How to create read transform using ParDo and DoFn

2019-07-14 19:49发布

问题:

According to the Apache Beam documentation the recommended way to write simple sources is by using Read Transforms and ParDo. Unfortunately the Apache Beam docs has let me down here.

I'm trying to write a simple unbounded data source which emits events using a ParDo but the compiler keeps complaining about the input type of the DoFn object:

message: 'The method apply(PTransform<? super PBegin,OutputT>) in the type PBegin is not applicable for the arguments (ParDo.SingleOutput<PBegin,Event>)'

My attempt:

public class TestIO extends PTransform<PBegin, PCollection<Event>> {

    @Override
    public PCollection<Event> expand(PBegin input) {
        return input.apply(ParDo.of(new ReadFn()));
    }

    private static class ReadFn extends DoFn<PBegin, Event> {
        @ProcessElement
        public void process(@TimerId("poll") Timer pollTimer) {
            Event testEvent = new Event(...);

            //custom logic, this can happen infinitely
            for(...) {
                context.output(testEvent);
            }
        }
    }
}

回答1:

A DoFn performs element-wise processing.
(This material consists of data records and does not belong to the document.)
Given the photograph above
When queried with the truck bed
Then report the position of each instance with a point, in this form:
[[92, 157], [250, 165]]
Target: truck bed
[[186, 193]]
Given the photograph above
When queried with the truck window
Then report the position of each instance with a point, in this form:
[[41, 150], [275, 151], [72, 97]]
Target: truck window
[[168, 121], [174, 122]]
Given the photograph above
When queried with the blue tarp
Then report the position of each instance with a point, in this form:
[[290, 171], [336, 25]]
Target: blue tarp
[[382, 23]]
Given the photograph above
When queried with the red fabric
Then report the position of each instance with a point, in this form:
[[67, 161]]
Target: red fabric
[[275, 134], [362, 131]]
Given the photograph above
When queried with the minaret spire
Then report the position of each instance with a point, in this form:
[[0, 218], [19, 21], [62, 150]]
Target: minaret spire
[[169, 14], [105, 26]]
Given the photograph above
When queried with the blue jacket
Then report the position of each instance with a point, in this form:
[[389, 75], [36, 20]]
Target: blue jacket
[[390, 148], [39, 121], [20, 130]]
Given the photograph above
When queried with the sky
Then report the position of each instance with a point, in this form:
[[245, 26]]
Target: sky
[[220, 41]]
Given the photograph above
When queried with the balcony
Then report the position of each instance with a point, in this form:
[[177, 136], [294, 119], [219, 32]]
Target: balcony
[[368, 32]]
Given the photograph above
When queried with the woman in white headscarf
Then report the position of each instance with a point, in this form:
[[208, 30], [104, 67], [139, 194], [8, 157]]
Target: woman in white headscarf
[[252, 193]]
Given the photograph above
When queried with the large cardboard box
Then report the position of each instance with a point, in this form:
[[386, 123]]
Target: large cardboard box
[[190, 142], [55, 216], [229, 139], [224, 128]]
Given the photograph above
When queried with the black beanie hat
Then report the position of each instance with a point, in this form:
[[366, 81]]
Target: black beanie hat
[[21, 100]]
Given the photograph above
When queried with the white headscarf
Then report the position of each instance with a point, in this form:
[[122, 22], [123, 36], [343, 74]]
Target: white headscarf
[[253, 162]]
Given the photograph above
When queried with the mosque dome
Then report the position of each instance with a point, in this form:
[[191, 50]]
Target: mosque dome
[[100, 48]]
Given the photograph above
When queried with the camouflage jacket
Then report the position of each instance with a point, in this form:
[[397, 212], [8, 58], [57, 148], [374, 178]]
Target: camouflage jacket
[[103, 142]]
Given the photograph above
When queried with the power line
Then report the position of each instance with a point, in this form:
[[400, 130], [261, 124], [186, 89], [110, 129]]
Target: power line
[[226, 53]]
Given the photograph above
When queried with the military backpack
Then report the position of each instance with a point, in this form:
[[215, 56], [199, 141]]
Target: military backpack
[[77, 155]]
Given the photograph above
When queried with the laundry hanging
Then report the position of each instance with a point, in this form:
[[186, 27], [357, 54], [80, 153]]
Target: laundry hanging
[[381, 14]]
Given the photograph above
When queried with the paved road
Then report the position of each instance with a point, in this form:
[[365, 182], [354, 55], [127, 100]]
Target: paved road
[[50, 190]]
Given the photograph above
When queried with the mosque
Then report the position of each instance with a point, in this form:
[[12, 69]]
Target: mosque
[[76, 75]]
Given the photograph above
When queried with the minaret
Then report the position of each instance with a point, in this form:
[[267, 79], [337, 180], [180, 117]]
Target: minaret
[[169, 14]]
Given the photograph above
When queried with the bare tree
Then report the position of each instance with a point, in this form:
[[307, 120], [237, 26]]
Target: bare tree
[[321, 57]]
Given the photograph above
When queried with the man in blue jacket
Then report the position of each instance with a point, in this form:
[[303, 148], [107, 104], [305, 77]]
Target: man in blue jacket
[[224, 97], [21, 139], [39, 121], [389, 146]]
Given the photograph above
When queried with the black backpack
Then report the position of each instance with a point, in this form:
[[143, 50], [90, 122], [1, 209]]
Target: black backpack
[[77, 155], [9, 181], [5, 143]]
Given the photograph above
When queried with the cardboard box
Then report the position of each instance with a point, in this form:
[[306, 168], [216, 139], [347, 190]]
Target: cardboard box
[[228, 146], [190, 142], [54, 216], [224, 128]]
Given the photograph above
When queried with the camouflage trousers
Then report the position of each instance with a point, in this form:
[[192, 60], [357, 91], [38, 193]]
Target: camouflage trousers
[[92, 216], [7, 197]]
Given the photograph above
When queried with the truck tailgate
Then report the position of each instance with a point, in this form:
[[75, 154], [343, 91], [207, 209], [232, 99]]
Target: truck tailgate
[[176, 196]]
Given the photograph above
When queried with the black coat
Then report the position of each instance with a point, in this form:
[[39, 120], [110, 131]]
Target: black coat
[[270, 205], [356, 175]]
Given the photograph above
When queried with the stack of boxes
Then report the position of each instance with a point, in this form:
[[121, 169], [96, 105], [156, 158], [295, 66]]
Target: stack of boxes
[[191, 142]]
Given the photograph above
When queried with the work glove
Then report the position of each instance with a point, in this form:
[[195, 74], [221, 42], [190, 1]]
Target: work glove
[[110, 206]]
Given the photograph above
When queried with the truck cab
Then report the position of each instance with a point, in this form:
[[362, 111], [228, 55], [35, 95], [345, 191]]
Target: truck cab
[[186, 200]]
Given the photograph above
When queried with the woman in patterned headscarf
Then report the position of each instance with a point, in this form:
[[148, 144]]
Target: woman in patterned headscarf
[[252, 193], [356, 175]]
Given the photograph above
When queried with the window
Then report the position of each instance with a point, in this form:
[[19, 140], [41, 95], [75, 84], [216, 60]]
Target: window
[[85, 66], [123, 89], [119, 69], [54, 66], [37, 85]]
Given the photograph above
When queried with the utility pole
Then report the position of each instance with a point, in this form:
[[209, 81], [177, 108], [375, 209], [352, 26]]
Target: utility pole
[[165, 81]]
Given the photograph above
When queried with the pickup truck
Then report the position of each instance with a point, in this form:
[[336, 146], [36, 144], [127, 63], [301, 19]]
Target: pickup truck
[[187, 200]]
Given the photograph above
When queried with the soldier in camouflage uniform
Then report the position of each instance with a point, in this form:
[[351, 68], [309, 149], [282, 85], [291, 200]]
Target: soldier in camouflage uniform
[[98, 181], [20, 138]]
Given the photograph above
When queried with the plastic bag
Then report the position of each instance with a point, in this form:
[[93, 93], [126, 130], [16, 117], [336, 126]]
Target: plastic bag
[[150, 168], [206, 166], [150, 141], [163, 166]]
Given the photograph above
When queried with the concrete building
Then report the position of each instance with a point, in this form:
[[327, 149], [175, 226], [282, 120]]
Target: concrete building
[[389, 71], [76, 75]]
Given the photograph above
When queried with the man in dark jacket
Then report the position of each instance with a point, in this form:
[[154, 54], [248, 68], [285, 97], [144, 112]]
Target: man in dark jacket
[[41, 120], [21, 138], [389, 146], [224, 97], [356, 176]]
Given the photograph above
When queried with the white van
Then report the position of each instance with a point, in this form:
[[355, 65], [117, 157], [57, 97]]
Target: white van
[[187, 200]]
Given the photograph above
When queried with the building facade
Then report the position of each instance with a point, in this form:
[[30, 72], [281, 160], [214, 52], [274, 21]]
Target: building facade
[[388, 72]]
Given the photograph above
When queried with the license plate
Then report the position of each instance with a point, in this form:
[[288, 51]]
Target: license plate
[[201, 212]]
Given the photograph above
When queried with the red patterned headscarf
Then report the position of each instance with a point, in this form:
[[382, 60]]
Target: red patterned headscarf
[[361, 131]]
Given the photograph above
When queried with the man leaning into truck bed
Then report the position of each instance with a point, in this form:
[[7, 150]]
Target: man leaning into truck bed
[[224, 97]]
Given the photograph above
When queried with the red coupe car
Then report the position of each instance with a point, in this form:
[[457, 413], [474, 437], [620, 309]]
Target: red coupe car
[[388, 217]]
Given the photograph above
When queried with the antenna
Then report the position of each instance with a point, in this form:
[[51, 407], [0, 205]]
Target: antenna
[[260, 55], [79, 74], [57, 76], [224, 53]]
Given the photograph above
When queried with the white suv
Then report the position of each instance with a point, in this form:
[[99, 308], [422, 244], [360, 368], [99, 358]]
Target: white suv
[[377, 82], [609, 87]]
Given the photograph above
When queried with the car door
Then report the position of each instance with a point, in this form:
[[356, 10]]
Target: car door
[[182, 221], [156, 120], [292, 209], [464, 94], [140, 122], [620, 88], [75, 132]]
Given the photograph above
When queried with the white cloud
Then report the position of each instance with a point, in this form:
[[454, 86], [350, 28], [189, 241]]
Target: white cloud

As written, ParDo.of(new ReadFn()) will have type PTransform<PCollection<PBegin>, PCollection<Event>>. Specifically, the ReadFn indicates it takes an element of type PBegin and returns 0 or more elements of type Event.

Instead, you should use an actual Read operation. There are a variety provided. You can also use Create if you have a specific set of in-memory collections to use.

If you need to create a custom source you should use the Read transform. Since you're using timers, you likely want to create an Unbounded Source (a stream of elements).